EQUATION OF STATE OF HYDROUS RINGWOODITE FO89 TO 50 GPA DETERMINED BY SYNCHROTRON X-RAY POWDER DIFFRACTION

Using synchrotron X-ray powder diffraction and diamond-anvil cell techniques, pressure-volume (P-V) measurements have been carried out to 50 GPa on a hydrous Fo₈₉ ringwoodite (Mg _1.70 Fe_0.20 ²⁺ Fe_0.02 ³⁺ H _0.13 SiO₄) synthesized at 20 GPa and 1400° C and containing 0.79 wt. % H₂O, at GSECars, Advanced Photon Source, Argonne National Laboratory.  Two runs were made using different pressure media: 4:1 methanol-ethanol mixture and Ar.
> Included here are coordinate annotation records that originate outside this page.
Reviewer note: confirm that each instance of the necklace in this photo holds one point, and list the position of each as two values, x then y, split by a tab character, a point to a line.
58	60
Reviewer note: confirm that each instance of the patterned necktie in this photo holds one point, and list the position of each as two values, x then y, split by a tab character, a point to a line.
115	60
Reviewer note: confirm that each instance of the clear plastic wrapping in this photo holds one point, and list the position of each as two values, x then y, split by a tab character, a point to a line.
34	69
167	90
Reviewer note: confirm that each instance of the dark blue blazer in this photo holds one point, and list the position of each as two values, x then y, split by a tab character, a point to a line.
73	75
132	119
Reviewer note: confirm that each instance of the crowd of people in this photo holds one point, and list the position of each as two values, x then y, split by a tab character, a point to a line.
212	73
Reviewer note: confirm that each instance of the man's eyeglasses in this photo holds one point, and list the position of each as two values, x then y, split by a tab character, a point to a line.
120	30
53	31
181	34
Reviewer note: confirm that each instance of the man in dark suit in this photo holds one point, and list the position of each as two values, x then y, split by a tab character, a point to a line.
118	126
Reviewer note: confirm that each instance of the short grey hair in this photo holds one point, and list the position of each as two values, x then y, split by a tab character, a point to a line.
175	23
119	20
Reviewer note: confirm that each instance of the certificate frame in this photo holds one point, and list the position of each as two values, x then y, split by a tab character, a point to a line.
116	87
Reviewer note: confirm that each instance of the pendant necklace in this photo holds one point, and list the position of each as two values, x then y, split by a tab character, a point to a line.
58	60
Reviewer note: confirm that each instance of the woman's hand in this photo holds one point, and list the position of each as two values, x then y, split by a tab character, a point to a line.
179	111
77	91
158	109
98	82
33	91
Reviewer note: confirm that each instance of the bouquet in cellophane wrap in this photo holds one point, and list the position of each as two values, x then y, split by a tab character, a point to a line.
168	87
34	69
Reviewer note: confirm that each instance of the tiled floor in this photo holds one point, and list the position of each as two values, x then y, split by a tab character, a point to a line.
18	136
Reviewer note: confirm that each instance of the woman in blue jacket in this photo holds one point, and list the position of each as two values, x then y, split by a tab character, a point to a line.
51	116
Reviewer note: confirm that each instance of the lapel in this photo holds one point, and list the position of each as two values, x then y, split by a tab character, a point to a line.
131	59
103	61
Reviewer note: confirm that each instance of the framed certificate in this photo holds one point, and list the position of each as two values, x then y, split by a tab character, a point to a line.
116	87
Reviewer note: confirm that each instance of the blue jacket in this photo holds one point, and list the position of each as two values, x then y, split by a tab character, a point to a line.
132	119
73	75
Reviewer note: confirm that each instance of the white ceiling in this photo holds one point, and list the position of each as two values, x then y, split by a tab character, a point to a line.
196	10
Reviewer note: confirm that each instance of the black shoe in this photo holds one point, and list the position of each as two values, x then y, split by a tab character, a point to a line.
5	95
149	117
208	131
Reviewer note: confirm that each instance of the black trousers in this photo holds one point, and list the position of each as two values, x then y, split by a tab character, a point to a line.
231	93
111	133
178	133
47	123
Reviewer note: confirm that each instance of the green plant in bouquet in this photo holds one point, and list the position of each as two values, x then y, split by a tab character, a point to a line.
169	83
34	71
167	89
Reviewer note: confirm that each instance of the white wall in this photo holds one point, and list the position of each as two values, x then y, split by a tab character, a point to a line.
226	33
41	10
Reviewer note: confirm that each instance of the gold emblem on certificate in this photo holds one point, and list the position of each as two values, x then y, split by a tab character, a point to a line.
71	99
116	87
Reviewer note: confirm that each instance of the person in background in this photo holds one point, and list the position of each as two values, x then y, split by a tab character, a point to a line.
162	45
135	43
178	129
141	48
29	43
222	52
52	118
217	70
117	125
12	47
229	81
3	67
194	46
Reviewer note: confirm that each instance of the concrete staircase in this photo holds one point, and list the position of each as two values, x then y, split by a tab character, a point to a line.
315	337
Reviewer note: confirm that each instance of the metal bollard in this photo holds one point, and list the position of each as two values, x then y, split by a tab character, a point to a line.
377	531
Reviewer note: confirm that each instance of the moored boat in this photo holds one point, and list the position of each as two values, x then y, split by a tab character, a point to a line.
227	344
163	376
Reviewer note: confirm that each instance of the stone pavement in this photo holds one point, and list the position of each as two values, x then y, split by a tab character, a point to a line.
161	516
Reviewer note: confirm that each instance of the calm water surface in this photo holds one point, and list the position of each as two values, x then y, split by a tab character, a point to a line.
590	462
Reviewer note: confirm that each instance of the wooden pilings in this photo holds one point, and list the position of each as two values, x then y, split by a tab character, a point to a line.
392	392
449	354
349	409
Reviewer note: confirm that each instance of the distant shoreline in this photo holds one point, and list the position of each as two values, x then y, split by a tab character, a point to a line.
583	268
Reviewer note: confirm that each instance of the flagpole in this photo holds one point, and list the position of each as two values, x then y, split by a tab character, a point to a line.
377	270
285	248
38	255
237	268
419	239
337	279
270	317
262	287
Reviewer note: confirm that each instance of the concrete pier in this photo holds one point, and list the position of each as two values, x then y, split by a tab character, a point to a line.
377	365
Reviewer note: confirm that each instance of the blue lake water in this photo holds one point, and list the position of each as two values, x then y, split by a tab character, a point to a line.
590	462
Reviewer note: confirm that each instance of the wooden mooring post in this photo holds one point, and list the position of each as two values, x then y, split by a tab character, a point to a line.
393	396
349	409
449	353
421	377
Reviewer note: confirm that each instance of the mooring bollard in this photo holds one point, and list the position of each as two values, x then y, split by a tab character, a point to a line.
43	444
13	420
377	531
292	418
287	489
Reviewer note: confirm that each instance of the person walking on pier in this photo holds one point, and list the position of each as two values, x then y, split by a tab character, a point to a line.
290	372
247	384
In general, the pressure-volume data obtained in the Ar pressure medium showed more scatter than in the case of methanol-ethanol pressure medium, mainly as a result of some overlapping  of the Ar and the ringwoodite diffraction peaks.
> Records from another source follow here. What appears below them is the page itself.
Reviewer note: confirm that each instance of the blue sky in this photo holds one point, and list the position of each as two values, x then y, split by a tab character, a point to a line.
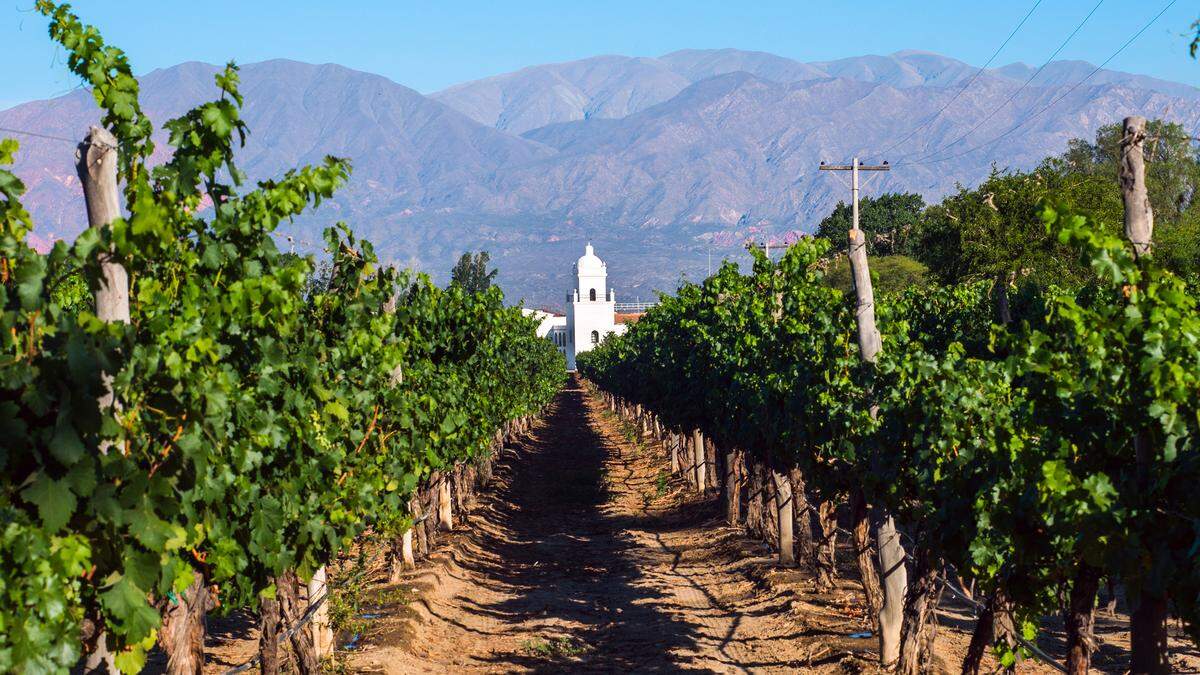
429	46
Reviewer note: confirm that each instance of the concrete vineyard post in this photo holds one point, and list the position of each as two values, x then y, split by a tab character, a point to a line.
784	515
96	162
322	631
892	554
1147	620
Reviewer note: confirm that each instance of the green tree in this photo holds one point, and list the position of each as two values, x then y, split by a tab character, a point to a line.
995	231
1173	172
471	272
888	274
888	221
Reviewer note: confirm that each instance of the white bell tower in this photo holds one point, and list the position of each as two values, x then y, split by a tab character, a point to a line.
589	306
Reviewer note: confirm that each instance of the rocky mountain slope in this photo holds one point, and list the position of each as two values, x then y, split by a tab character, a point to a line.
658	161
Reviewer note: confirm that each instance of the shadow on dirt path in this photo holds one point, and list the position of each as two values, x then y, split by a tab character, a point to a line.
585	555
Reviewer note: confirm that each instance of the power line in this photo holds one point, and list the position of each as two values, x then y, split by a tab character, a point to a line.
47	136
1051	103
969	83
1014	94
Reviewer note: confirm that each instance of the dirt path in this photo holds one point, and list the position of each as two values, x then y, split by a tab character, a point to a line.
586	556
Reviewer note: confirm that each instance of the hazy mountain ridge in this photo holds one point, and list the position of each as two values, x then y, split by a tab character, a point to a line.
653	159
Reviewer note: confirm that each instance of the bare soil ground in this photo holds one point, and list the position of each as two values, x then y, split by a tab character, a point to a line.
586	555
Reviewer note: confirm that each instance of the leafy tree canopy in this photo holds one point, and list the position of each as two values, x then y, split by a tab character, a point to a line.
888	221
471	272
The crystal structure of this specimen has been defined and its compression measured by single-crystal X-ray diffraction by Smyth et al. (in press). They have reported the measured bulk modulus K_o and its pressure derivative K_o´ as 169.0 ± 3.4 and 7.9 ± 0.9, respectively, based on measurements to 11.2 GPa. Using the Birch-Murnaghan equation of state and fixing V_o=535.39ų, we obtain from the compression data in methanol-ethanol K_o=182 GPa and K_o´=5.54. Further, by fixing V_o=535.39 ų and K_o=167 GPa (ultrasonic value, Jacobson et al., in press), we obtain K_o´=6.18± 0.16. The lowering of the K_o´ at higher pressure would imply that the volume occupied by water, principally as octahedral cation vacancy, is highly compressible at low to moderate pressures, but less compressible at higher pressures. The implications for this effect are discussed in terms of water in the mantle.